October has begun, the grass is cut, the bubble gum is chewed. The MLB playoffs are starting, and the time has come to predict the winner. Of course, it’s nearly impossible to predict every series. There are so many variables, from injuries to close calls to bullpen availability, not to mention the fact that the playoff seeding hasn’t even been finalized yet, as I write this.
There are three main things I’m looking at to determine playoff success. First, I’m going to look at each team’s run differential. Teams with higher run differentials should be winning more games, whereas teams with negative run differentials should be below .500. However, sometimes teams get lucky and lose a lot of close games while winning big, or vice versa. For example, the Texas Rangers had a run differential last year of just +8 but secured the top seed in the AL.
The second thing I’ll look at is a team’s starting rotation. Having a strong pitching staff can be key to a victory. In a seven-game series, one ace can be pushed to start two games and play in relief for game seven (such as Madison Bumgarner in the 2014 World Series). Also, the playoffs require just four or even three starters, so the emphasis is much more at the top of the rotation.

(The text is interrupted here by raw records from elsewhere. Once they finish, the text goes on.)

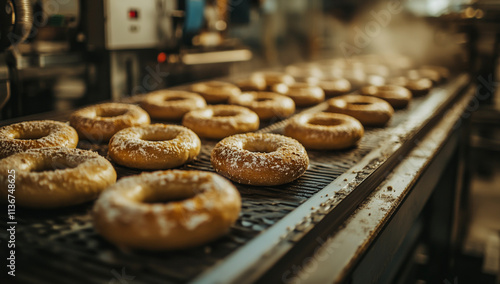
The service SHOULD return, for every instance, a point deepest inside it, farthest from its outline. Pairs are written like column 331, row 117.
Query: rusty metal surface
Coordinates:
column 61, row 246
column 406, row 189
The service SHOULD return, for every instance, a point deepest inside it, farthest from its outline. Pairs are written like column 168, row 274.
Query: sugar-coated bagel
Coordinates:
column 100, row 122
column 27, row 135
column 55, row 177
column 216, row 122
column 370, row 111
column 133, row 213
column 155, row 146
column 325, row 131
column 171, row 104
column 260, row 159
column 266, row 105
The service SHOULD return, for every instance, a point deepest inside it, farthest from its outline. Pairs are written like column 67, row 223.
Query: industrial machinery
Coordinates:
column 57, row 54
column 390, row 210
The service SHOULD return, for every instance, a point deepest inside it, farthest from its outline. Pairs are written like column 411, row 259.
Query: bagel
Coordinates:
column 55, row 177
column 399, row 97
column 370, row 111
column 272, row 78
column 100, row 122
column 260, row 159
column 332, row 87
column 133, row 214
column 256, row 82
column 266, row 105
column 303, row 94
column 23, row 136
column 155, row 146
column 171, row 105
column 325, row 131
column 216, row 122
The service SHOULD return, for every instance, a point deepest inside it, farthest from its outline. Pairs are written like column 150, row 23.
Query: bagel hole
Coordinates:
column 260, row 147
column 32, row 135
column 263, row 99
column 167, row 195
column 111, row 112
column 325, row 122
column 360, row 103
column 225, row 113
column 174, row 99
column 158, row 136
column 46, row 167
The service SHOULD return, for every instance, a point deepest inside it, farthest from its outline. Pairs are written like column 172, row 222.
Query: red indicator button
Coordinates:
column 133, row 14
column 162, row 57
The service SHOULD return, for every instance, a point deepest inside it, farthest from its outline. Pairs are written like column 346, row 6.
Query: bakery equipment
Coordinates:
column 58, row 54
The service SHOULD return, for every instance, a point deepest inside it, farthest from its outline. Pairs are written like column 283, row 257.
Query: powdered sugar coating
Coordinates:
column 170, row 104
column 22, row 136
column 210, row 205
column 220, row 121
column 260, row 159
column 156, row 146
column 56, row 177
column 101, row 122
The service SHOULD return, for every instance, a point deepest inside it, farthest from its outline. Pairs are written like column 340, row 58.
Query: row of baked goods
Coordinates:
column 202, row 206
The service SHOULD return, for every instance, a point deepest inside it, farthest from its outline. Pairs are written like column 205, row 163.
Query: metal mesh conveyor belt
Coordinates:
column 61, row 246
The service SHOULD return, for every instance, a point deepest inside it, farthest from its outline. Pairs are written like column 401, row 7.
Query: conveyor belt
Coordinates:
column 61, row 246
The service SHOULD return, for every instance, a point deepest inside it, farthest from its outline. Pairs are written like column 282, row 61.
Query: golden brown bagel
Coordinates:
column 156, row 146
column 132, row 213
column 266, row 105
column 260, row 159
column 216, row 122
column 370, row 111
column 399, row 97
column 325, row 131
column 55, row 177
column 170, row 105
column 303, row 94
column 100, row 122
column 23, row 136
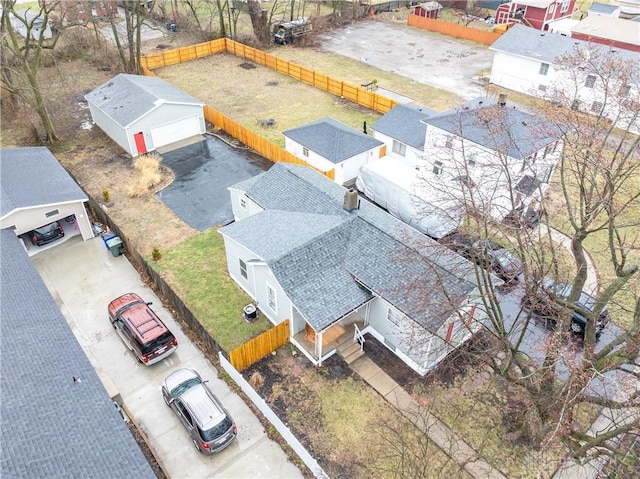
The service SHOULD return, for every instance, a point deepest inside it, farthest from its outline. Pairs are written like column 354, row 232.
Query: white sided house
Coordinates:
column 142, row 114
column 402, row 130
column 328, row 144
column 600, row 80
column 492, row 157
column 339, row 269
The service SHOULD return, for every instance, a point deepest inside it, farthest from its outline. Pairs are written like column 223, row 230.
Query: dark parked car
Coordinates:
column 523, row 219
column 46, row 234
column 491, row 255
column 546, row 303
column 459, row 242
column 199, row 410
column 141, row 329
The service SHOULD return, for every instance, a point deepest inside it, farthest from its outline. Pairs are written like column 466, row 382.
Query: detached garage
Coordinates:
column 37, row 190
column 142, row 114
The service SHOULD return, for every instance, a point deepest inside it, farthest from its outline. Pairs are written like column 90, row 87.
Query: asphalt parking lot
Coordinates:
column 425, row 57
column 203, row 172
column 83, row 277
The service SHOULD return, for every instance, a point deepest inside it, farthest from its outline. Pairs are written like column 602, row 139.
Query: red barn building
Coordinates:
column 534, row 13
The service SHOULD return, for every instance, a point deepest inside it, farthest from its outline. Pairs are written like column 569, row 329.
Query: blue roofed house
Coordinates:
column 310, row 251
column 402, row 130
column 328, row 144
column 142, row 113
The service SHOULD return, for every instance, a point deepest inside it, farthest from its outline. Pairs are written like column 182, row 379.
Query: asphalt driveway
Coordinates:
column 203, row 172
column 437, row 60
column 83, row 277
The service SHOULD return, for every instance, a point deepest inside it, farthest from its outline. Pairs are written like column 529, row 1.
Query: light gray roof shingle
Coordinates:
column 547, row 47
column 504, row 129
column 32, row 177
column 330, row 261
column 50, row 425
column 404, row 123
column 126, row 98
column 332, row 140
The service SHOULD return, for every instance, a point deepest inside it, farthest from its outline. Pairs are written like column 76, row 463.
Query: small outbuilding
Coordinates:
column 142, row 114
column 37, row 190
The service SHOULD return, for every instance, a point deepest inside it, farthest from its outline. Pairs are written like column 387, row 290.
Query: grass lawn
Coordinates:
column 197, row 270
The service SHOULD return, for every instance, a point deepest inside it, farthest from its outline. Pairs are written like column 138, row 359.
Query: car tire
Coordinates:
column 576, row 328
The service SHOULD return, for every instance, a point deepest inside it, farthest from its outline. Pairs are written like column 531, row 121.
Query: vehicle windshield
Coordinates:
column 157, row 343
column 185, row 386
column 217, row 430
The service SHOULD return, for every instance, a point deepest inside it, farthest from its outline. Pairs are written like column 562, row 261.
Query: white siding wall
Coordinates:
column 412, row 155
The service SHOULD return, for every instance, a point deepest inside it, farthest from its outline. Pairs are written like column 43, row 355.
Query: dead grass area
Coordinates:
column 338, row 417
column 258, row 93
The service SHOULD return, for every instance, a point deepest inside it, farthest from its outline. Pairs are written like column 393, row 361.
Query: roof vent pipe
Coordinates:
column 351, row 200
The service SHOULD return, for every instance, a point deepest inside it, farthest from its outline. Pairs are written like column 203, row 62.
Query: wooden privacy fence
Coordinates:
column 356, row 94
column 257, row 348
column 453, row 30
column 256, row 142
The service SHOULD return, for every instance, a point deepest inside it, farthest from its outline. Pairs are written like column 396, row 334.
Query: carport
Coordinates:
column 37, row 190
column 142, row 114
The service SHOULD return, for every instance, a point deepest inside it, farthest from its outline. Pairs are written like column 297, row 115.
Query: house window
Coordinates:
column 544, row 68
column 449, row 333
column 399, row 148
column 590, row 81
column 596, row 107
column 271, row 299
column 449, row 142
column 394, row 317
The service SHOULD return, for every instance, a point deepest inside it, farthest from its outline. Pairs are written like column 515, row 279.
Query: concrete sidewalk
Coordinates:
column 436, row 430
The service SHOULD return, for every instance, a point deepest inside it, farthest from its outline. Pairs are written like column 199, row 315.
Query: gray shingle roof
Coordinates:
column 330, row 261
column 33, row 177
column 50, row 425
column 503, row 129
column 126, row 98
column 546, row 47
column 331, row 139
column 404, row 123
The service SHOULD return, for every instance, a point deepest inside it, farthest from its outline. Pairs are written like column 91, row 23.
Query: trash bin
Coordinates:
column 108, row 236
column 115, row 246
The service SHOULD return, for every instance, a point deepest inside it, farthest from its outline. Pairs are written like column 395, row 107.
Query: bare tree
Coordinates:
column 597, row 180
column 22, row 55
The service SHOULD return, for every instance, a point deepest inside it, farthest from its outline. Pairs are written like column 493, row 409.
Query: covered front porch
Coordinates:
column 320, row 346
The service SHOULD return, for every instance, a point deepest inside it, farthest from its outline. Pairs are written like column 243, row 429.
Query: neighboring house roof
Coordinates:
column 503, row 129
column 330, row 261
column 603, row 9
column 546, row 47
column 404, row 124
column 332, row 140
column 126, row 98
column 50, row 425
column 609, row 28
column 32, row 177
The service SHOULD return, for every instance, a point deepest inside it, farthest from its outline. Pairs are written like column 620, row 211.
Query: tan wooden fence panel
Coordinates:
column 257, row 348
column 453, row 30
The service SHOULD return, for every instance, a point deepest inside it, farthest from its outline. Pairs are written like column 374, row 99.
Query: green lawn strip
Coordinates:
column 197, row 271
column 476, row 407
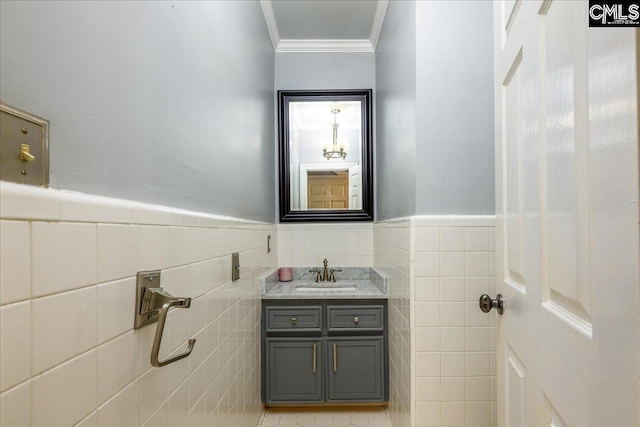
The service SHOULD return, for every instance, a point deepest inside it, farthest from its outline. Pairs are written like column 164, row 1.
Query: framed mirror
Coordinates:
column 326, row 155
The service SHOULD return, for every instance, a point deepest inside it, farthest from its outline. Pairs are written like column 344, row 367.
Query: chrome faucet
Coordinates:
column 326, row 275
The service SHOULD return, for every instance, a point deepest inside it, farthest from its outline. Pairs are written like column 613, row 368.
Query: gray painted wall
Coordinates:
column 396, row 113
column 434, row 81
column 454, row 107
column 161, row 102
column 324, row 71
column 317, row 71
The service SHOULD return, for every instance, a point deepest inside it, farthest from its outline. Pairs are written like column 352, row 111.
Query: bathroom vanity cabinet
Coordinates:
column 324, row 351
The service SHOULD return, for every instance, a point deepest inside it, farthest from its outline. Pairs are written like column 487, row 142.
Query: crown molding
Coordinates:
column 378, row 21
column 272, row 25
column 308, row 45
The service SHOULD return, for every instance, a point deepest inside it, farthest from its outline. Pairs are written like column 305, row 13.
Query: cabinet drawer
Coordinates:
column 282, row 319
column 368, row 318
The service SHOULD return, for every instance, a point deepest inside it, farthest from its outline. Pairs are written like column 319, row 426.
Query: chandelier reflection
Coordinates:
column 337, row 152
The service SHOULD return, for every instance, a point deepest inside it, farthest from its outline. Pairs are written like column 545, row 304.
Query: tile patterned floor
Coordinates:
column 326, row 417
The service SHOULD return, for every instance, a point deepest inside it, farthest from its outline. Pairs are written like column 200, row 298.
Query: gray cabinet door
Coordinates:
column 356, row 369
column 294, row 370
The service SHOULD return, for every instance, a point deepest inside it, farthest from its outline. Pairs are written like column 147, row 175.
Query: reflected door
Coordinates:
column 567, row 217
column 328, row 191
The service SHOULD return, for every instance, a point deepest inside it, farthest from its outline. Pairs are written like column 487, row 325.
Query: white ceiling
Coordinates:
column 324, row 25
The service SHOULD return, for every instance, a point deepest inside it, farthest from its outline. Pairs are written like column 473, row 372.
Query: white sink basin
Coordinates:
column 346, row 287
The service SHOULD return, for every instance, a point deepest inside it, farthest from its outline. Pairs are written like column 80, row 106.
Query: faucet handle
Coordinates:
column 332, row 277
column 317, row 271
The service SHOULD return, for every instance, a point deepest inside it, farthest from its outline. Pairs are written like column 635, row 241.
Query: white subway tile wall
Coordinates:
column 343, row 245
column 69, row 353
column 454, row 355
column 392, row 249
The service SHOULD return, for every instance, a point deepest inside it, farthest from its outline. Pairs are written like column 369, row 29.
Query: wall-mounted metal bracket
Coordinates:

Finally, I’ll look at a team’s bullpen. Bullpens are underrated, and they can make a huge difference in the playoffs. A decent team with a great bullpen, such as the Kansas City Royals in 2014 and 2015, can be very successful.
So now that I’ve discussed the way I’m picking teams, I’ll get to the actual picks.
Wild Card Games
The Yankees have the stronger bullpen, better ace in Luis Severino, and higher run differential than the Twins, not to mention the effectiveness of rookie outfielder Aaron Judge. The Yankees triumph over the Twins in the American League.
In the National League, the choice is much more difficult between the Diamondbacks and the Rockies. I give the edge to Zack Greinke’s Diamondbacks, despite the Rockies’ superior bullpen.
In the American League, the Astros and Red Sox face off. Led by pitcher Chris Sale, the Red Sox have a great starting rotation on paper,, but aside from Doug Fister, the remaining starters account for just one collective playoff win (not including wins from the bullpen). The Red Sox might take a game from the Astros, but Houston wins in four.
In the other American League Division Series, the Yankees play the Indians. This is one of the tougher series to pick, especially since I think that the Yankees have underperformed this season. However, the Indians have arguably the best starting rotation and one of the best bullpens, along with the highest run differential in the league. The Indians eke it out in five.
In the National League, the Diamondbacks face the Dodgers. Arizona has a good and underrated starting rotation, including Robbie Ray and Zack Godley, who both had breakout seasons, alongside Greinke. Their rotation is arguably even better than Los Angeles, which has the incomparable Clayton Kershaw. The Dodgers do have the better bullpen than the Diamondbacks, and a higher run differential. However, I give the Diamondbacks, with an abundance of productive starters, the nod in a five-game struggle.
In the other series, the Cubs play the Nationals. The Nationals’ fantastic pitching staff, led by Max Scherzer, Gio Gonzalez, and Stephen Strasburg, grab a 3–1 victory over Kris Bryant and the defending champs.
The American League Championship Series sees the Indians face the Astros. In this series, the Indians show off their superior pitching and bullpen, and MVP candidate Jose Altuve is unable to seal the deal for the Astros. The Indians win in six, advancing to their second straight World Series.
On the other side, the Nationals continue their pitching success and use a finally healthy Bryce Harper on offense to defeat the Diamondbacks in just five games.
In the World Series, the Nationals finally meet their match in terms of pitching. More importantly, the Washington’s subpar bullpen is exposed, and the Indians capitalize on late-game hits. In just five games, Cleveland wins its first World Series since 1948, and Indians’ ace Corey Kluber gets the newly named Willie Mays World Series MVP Award.